Current City: Olalla, Washington
Topics: Eating Disorders, Body Image, Addiction, Depression, Anxiety, and Recovery.
I grew up on the beach of Southern California with two younger siblings. My parents loved us and did everything they could for us but there were problems on the horizon and it was felt in the home. At a young age I developed a love for dance, the only problem was I was much bigger than the other dancers and that was the beginning of my disease. My disease started with restrictions and later turned into bulimia. I had such a unhealthy relationship with food that my eating disorder just became a way of life. I was depressed and constantly anxious, I would pray that I would just go to sleep and never wake up. As a teenager my mother looked for help for me but at that point I was afraid to say what really was going on and I was a master of disguises. No one really ever knew how sick I truly was. This went on for years but along the way I would pick up other destructive behaviors I became a addict and alcoholic and in my thirties lost everything including the custody of my children. I had given up, I felt as if I couldn’t fight anymore. In January of 2011 my stepsister died due to complications with her eating disorder and addictions. This sent me further on a path of destruction and by the end I had isolated myself completely. Then one day I woke up and decided I had, had enough and decided I needed help but had know idea where to go or who to turn too. Luckily I somehow figured it out and today I am here to share my story of recovery and let others know that I have been there and there is hope.
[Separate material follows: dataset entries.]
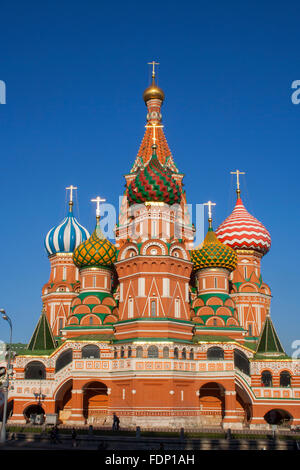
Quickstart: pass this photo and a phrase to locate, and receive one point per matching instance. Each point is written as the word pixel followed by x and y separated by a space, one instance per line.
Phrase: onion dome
pixel 66 236
pixel 213 254
pixel 154 183
pixel 153 92
pixel 242 231
pixel 96 251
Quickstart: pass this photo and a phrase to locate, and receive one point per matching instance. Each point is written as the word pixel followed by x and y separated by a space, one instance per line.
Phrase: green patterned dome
pixel 154 183
pixel 95 251
pixel 213 254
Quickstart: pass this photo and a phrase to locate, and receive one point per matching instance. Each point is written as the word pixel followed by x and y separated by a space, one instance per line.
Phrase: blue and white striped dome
pixel 66 236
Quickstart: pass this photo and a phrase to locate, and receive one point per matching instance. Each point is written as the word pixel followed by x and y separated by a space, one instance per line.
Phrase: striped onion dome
pixel 242 231
pixel 154 183
pixel 66 236
pixel 213 254
pixel 96 251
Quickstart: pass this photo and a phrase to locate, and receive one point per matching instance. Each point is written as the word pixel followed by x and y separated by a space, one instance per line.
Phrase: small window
pixel 266 379
pixel 90 351
pixel 153 308
pixel 139 351
pixel 215 353
pixel 152 352
pixel 166 352
pixel 35 370
pixel 285 379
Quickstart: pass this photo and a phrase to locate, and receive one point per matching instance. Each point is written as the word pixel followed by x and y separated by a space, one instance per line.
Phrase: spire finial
pixel 209 204
pixel 71 189
pixel 153 63
pixel 154 126
pixel 98 200
pixel 238 173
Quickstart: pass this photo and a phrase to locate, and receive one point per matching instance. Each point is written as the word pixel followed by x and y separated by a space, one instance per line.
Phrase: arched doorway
pixel 34 413
pixel 95 403
pixel 63 401
pixel 243 405
pixel 279 417
pixel 212 403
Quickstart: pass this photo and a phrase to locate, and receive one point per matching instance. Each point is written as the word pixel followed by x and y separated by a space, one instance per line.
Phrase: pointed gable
pixel 42 338
pixel 269 343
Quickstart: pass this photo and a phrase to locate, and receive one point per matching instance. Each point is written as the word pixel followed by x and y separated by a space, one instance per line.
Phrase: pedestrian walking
pixel 116 422
pixel 73 436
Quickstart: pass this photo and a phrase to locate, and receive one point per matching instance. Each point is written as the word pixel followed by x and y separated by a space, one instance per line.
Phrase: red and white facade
pixel 132 338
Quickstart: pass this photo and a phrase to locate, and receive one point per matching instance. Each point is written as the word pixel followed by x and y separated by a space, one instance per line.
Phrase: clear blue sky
pixel 75 73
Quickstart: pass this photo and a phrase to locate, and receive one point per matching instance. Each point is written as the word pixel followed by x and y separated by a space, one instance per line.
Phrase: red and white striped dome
pixel 243 231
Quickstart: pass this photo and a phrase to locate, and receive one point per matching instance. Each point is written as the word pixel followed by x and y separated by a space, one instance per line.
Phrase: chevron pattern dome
pixel 213 254
pixel 154 183
pixel 243 231
pixel 66 236
pixel 96 251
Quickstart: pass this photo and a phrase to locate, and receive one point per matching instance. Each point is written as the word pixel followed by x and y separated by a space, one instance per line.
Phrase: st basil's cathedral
pixel 152 328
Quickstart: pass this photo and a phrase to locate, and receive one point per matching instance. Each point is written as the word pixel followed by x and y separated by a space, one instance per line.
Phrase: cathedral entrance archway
pixel 212 403
pixel 34 413
pixel 63 401
pixel 279 417
pixel 243 405
pixel 95 403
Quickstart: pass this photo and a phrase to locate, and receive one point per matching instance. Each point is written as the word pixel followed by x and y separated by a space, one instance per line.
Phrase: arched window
pixel 166 352
pixel 153 308
pixel 90 351
pixel 35 370
pixel 266 379
pixel 215 354
pixel 241 361
pixel 64 359
pixel 139 351
pixel 285 379
pixel 153 351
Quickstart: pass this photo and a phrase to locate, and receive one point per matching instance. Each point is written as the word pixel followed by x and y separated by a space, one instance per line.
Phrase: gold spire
pixel 98 200
pixel 71 188
pixel 153 91
pixel 238 173
pixel 209 204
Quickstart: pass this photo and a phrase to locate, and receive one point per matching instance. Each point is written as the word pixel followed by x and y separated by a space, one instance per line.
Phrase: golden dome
pixel 153 92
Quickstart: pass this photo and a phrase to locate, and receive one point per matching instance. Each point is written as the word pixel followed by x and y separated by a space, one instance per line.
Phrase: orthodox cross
pixel 237 173
pixel 154 125
pixel 209 204
pixel 98 200
pixel 71 188
pixel 153 63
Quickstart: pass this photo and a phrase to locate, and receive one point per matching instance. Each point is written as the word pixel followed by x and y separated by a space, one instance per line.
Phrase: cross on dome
pixel 153 63
pixel 154 126
pixel 237 173
pixel 98 200
pixel 71 188
pixel 209 204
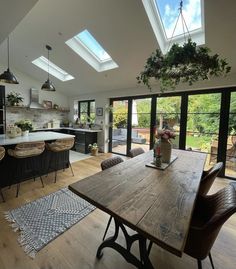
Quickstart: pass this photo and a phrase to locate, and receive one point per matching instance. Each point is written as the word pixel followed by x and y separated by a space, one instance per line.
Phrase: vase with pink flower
pixel 165 137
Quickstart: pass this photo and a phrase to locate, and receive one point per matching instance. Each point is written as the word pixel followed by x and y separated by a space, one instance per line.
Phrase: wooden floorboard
pixel 76 248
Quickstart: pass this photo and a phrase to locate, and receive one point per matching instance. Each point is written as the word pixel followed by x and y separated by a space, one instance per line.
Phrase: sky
pixel 169 10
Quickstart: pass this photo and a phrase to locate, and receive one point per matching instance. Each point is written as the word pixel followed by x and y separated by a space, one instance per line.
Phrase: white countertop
pixel 70 128
pixel 33 137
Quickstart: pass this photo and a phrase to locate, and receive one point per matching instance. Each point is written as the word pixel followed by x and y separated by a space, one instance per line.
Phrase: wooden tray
pixel 163 165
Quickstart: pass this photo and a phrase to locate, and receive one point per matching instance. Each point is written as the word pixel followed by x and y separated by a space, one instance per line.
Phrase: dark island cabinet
pixel 83 139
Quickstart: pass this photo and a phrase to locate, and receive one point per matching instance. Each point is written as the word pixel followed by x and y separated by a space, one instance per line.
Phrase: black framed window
pixel 86 111
pixel 204 121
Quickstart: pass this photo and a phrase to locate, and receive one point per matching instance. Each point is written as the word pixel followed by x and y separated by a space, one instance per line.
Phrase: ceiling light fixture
pixel 48 86
pixel 7 76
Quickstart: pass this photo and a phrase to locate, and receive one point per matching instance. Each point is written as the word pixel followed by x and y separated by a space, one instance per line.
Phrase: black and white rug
pixel 42 220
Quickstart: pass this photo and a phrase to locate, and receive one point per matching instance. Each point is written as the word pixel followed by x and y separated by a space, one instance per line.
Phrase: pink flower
pixel 165 134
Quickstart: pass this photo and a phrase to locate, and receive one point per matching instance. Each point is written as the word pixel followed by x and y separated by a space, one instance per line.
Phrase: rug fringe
pixel 10 218
pixel 25 241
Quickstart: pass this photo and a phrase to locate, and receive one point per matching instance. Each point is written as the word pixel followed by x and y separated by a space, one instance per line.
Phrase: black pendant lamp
pixel 48 86
pixel 7 76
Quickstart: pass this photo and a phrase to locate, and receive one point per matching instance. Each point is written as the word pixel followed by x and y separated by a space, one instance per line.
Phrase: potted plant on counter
pixel 14 99
pixel 25 126
pixel 93 149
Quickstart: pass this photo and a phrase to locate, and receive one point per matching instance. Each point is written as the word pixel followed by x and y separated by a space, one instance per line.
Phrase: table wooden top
pixel 157 204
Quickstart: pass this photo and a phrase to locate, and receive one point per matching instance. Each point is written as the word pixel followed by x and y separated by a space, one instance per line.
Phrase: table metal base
pixel 142 263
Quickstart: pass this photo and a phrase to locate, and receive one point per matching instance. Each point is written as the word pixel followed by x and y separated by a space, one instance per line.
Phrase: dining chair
pixel 108 163
pixel 135 152
pixel 209 215
pixel 208 178
pixel 24 158
pixel 2 154
pixel 58 150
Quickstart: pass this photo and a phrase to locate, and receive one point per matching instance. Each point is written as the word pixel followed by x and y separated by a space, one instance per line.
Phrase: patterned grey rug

Why where I Stand?: Because together we are strong. Where I Stand has brought me so much comfort. Knowing that there are others like me out there has helped my recovery and now I want to help others who may be feeling lost and alone. Our stories are powerful and inspiring and we should be proud of who we are because we are enough. Society needs to be educated about mental health. The diseases that fall into this category need to be talked about and not ignored. There should not be guilt and shame associated with them. We should be able to talk about them freely without the negative stigma and I am passionate about spreading hope and being a voice for us.
Interests/Hobbies: I love to paint and draw and be artsy. I love to dance my heart out when no one is looking. I love the smell and sounds of the ocean. I love Music. I love to write and learn. I am currently back in school working on my degree in Social Services Mental Health.